Here we go. The trivial solution consist in extracting all the elements of each array node and store them in a single big array, sort that big array (using Bubble Sort, Quick Sort, Shell Sort, etc.) and finally reconstruct the linked list of arrays with the the sorted values. I am almost sure that is not exactly what are you looking for.
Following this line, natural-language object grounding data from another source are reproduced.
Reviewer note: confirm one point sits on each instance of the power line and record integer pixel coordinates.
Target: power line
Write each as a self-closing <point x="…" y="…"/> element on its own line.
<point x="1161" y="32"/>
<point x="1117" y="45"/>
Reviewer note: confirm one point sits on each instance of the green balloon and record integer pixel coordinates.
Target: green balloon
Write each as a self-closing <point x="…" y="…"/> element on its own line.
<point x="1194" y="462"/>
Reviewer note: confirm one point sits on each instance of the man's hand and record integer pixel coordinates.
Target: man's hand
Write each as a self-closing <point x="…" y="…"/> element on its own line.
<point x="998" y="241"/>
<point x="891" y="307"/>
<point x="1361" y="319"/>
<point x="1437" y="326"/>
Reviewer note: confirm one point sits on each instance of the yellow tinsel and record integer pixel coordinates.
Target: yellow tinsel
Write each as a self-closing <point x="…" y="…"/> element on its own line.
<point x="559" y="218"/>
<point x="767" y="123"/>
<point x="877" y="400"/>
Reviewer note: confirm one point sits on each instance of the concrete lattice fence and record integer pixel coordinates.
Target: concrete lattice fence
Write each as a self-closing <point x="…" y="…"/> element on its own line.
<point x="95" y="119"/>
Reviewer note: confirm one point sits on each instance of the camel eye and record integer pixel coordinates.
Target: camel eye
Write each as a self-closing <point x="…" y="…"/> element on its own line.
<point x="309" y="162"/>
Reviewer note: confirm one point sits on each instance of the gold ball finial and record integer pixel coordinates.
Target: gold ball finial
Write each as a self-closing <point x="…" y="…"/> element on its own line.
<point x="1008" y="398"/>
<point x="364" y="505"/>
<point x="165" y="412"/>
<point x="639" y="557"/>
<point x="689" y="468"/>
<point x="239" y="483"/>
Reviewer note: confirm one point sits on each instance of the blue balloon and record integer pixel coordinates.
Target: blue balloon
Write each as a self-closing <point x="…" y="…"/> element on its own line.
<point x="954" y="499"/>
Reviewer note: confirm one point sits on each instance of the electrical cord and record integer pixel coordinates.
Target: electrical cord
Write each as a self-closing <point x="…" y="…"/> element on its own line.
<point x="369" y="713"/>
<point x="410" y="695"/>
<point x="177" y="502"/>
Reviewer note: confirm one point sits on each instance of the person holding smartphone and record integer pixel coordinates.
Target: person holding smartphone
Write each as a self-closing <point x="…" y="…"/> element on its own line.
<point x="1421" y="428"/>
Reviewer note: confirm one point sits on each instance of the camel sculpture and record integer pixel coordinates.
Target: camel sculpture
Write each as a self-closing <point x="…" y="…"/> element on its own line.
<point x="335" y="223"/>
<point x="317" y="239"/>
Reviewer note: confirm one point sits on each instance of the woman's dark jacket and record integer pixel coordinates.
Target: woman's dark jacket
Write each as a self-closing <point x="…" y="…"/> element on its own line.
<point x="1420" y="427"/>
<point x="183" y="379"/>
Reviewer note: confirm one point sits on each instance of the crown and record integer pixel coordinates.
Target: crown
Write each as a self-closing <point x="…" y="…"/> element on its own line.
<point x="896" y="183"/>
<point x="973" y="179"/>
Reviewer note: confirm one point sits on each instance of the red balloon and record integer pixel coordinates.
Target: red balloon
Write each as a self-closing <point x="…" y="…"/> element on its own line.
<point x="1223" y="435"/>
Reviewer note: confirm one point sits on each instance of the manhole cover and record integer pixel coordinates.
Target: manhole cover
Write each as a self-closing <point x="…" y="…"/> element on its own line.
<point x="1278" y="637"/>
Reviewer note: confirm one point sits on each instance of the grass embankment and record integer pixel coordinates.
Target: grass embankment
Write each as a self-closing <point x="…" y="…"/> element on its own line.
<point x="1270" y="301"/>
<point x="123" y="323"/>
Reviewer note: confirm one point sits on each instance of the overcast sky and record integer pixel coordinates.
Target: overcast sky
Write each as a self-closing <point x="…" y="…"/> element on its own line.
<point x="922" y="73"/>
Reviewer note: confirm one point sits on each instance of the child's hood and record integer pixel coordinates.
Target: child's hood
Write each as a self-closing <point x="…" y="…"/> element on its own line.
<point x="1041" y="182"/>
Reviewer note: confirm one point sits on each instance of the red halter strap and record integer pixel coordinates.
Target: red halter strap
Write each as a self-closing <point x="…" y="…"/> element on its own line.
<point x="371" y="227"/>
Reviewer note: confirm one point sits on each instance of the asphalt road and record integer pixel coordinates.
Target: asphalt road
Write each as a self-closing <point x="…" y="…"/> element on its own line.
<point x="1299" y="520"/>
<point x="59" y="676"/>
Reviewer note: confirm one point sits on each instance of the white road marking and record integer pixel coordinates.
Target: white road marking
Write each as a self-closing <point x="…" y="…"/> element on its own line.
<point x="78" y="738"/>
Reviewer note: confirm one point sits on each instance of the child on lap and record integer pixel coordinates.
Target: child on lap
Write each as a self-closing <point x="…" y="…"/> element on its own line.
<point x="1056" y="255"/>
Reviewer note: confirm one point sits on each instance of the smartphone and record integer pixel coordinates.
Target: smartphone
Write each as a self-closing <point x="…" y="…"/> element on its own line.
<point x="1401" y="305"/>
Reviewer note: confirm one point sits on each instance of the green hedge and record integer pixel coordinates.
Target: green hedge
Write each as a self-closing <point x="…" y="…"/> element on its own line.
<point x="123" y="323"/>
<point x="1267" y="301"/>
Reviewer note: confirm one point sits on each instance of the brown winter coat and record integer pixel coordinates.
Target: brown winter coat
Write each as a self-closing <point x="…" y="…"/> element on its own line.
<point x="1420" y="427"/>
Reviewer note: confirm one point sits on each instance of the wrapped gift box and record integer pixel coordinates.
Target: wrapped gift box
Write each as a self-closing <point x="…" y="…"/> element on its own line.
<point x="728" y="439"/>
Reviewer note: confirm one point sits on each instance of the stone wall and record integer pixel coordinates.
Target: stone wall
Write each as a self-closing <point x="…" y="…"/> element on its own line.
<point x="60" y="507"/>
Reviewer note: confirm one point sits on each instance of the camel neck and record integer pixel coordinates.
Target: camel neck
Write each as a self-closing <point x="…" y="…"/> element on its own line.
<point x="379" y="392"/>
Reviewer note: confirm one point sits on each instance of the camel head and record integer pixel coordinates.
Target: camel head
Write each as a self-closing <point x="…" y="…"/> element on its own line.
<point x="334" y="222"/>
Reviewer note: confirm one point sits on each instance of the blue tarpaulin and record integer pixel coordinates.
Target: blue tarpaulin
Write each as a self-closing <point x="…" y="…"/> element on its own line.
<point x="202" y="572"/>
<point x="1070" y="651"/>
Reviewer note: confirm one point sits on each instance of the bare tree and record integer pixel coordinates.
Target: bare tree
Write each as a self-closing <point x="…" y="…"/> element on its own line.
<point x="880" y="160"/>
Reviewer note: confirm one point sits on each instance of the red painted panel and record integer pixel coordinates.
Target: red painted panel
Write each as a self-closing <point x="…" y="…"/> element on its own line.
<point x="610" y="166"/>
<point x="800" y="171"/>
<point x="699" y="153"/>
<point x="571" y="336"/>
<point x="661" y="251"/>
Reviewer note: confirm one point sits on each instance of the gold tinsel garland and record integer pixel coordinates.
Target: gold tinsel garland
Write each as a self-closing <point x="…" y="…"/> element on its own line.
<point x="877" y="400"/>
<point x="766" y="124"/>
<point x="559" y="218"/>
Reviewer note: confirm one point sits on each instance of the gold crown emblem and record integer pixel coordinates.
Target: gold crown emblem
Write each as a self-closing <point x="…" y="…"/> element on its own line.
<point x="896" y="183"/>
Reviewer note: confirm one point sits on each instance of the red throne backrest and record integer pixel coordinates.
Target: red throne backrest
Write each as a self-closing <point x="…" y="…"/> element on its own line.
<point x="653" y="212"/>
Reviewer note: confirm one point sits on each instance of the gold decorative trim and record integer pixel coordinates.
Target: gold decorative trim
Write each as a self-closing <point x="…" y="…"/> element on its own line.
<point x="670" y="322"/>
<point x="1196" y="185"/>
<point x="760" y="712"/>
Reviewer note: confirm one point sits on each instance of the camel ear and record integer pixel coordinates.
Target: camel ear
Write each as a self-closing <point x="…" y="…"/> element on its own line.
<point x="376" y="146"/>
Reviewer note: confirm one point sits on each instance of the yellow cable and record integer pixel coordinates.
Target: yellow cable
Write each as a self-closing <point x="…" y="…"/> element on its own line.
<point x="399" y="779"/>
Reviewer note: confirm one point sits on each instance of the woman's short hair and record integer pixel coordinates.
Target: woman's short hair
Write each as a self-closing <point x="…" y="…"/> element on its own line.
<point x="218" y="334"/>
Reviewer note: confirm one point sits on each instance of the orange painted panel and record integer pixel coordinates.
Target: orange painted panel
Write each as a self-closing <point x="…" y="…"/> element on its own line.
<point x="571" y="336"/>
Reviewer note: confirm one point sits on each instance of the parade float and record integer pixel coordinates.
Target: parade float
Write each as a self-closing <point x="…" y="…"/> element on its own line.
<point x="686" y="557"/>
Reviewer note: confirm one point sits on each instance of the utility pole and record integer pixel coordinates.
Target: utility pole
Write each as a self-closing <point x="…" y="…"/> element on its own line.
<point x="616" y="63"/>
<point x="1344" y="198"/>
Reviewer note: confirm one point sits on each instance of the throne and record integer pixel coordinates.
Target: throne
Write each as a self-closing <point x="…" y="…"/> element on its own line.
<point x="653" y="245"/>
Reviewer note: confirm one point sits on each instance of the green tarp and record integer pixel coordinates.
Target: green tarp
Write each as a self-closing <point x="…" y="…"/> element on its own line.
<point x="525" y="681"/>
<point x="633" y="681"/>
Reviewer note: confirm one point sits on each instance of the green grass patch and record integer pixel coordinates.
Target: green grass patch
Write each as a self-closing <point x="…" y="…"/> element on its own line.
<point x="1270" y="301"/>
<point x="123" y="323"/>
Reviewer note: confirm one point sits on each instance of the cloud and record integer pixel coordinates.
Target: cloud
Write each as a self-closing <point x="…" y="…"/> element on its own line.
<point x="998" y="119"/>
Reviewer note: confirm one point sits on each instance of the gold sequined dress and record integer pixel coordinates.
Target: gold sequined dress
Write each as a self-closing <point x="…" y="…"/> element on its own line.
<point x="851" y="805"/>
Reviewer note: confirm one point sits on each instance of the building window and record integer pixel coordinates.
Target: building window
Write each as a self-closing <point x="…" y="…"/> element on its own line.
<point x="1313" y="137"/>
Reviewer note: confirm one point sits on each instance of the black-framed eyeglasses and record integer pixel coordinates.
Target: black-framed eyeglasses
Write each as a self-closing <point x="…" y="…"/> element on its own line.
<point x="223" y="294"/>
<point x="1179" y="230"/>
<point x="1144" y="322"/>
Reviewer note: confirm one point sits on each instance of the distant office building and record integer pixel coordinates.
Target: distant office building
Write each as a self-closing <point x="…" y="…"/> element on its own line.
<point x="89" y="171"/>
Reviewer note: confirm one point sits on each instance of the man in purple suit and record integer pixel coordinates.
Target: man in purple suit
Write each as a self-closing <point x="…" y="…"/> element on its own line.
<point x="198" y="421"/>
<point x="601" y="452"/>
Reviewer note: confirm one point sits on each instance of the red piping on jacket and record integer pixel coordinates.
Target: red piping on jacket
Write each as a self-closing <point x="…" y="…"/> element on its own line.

If you want to sort the numbers in place , I can think of the following algorithm:

As others have commented, you need a comparison function that determines if a node A goes before a node B . The following algorithm use the first idea but for each pair of nodes, eg A->[3, 9, 7] and B->[1, 6, 8] becomes [1, 3, 6, 7, 8, 9] and finally A->[1,3, 6] and B->[7, 8, 9] . If we apply this rearrangement for each possible pair will end up with a sorted linked list of arrays (I have no proof, though).

A = head;
while (A.hasNext()) {
    arrayA = A.getArray();
    B = A.getNext();
    while (B.hasNext()) {
        arrayB = B.getArray();

        // concatenate two arrays
        int[] C = new int[arrayA.size() + arrayB.size()];
        int i;
        for (i = 0; i < arrayA.size(); i++)
            C[i] = arrayA[i];
        for ( ; i < arrayA.size() + arrayB.size(); i++)
            C[i] = arrayB[i-arrayA.size()];

        // sort the new arrays using agains Bubble sort or any
        // other method, or Arrays.sort()
        Arrays.sort(C);

        // now return the sorted values to the two arrays
        for (i = 0; i < arrayA.size(); i++)
            arrayA[i] = C[i];
        for (i = 0; i < arrayB.size(); i++)
            arrayB[i] = C[i+arrayA.size()];
    }
}

This is kind of pseudo code because I haven't worked with linked lists in Java but I think you get the idea.

NOTE: I haven't tested the code, it may contain horrors.